Wolkersdorf im Weinviertel

Erstellt am 03. August 2016, 02:43

von Benjamin Schlöglhofer

Gemeinderat stimmte für Umbau alter VS. Der Umbau der Volksschule in der Kirschenallee wurde in der letzten Gemeinderatssitzung endgültig beschlossen.

Harte Arbeitsbedingungen bei der letzten Gemeinderatssitzung. Wegen der hohen Temperatur im Dachausbau wurde sogar kurz unterbrochen. Eine Mandatarin verschaffte sich mit einem Fächer Abhilfe.  |  NOEN, Schlöglhofer

Nach langen Überlegungen, Exkursionen, Vorträgen und vielen Diskussionen im Gemeinderat ist der zukünftige Standort der Volksschule beschlossene Sache. Die Schule bleibt in der Kirschenallee und wird umgebaut. Am Dienstag, dem 26. Juli entschied der Gemeinderat so – bei einer extra dafür einberufenen Sitzung.

Zuvor stellten MIT:uns und WUI Gegenanträge. Beide wollen mehr Zeit, bevor gebaut wird. Unter anderem wegen eines erst wenige Wochen alten Beschlusses des Bildungsministeriums, Ganztagsschulen, die im Entstehen sind, zu fördern.
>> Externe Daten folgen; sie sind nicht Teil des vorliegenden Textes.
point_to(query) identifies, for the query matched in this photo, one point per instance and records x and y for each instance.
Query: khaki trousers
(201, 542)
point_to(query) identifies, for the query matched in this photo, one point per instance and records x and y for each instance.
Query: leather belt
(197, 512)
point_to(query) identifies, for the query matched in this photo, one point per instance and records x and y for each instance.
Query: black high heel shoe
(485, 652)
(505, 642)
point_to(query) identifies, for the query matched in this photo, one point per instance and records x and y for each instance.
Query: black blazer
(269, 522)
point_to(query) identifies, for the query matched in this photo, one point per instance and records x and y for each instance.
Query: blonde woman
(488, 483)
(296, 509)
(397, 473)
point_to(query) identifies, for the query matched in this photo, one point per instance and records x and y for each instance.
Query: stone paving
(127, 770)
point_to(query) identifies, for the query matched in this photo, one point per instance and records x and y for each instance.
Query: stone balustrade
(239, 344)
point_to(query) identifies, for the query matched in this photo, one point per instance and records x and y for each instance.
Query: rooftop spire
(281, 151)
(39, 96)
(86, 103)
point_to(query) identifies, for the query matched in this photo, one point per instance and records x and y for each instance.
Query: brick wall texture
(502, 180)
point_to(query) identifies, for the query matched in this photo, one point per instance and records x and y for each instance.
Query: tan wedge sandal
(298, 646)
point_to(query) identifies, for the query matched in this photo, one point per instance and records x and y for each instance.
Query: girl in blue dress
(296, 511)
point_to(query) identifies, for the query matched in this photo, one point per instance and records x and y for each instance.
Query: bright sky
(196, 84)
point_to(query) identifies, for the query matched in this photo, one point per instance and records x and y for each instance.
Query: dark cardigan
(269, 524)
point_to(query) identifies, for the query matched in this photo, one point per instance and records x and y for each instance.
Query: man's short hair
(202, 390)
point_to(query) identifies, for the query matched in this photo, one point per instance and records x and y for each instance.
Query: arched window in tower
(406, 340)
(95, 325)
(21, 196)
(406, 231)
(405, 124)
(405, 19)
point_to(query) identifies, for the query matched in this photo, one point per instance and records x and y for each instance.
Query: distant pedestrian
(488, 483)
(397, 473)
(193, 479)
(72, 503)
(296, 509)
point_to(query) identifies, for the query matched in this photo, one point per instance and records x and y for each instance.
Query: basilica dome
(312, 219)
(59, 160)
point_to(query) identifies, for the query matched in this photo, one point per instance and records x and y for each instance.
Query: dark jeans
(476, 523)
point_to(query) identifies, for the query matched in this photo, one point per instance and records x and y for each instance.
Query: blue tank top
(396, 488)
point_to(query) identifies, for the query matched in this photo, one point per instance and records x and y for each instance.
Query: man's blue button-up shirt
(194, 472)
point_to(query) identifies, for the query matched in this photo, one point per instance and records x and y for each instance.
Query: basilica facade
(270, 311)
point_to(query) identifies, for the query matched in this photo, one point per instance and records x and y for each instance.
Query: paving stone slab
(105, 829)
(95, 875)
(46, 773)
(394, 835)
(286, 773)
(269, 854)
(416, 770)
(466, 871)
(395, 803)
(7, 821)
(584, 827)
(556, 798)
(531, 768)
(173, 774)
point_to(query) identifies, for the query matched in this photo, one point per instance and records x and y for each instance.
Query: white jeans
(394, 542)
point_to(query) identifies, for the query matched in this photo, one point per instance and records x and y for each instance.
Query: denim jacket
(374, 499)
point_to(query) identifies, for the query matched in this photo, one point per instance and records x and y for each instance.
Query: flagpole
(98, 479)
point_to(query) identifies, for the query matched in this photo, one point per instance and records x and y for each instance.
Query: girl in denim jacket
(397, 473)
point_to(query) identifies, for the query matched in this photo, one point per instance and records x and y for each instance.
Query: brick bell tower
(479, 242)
Neue Variante am Tag der Abstimmung

MIT:uns verteilte ein 18-seitiges Konzept zur Volksschule. Darin wird eine neue Variante vorgeschlagen, bei der neu gebaut wird, beide Standorte vorerst in Betrieb bleiben und nach einigen Jahren Betrieb entschieden werden kann, wie weitergebaut wird. „Das ist der billigste und flexibelste Weg“, sagte Johannes Schwarzenberger (MIT:uns), während er das Konzept im Gemeinderat präsentierte.

Würde das Grundstück, auf dem die Volksschule jetzt steht, frei, könnten dort Wohnanlagen entstehen und daraus viel Geld für die Gemeinde lukriert werden, so Schwarzenberger weiter. Trotz Neubau wäre es die billigste Variante.

Bei Weitem hatte Schwarzenberger die längste Redezeit an diesem Abend. Ausführlich referierte er über die verschiedenen Möglichkeiten und präsentierte Fahrpläne für die nächsten Jahrzehnte. Andere Wortmeldungen waren bei der gesamten Sitzung dünn gesät. Vielleicht, weil die Sitzung im Dachausbau des Rathauses stattfand und sauna-ähnliche Zustände herrschten.

Gegenanträge abgelehnt

Dann ging es schnell. Beide Gegenanträge wurden von ÖVP und SPÖ abgelehnt. Der Start des Umbaus wurde beschlossen. Architekt Zita wird damit beauftragt, einen Architekturwettbewerb durchzuführen. Von ihm stammt auch die Machbarkeitsstudie zu den verschiedenen Varianten der neuen Volksschule.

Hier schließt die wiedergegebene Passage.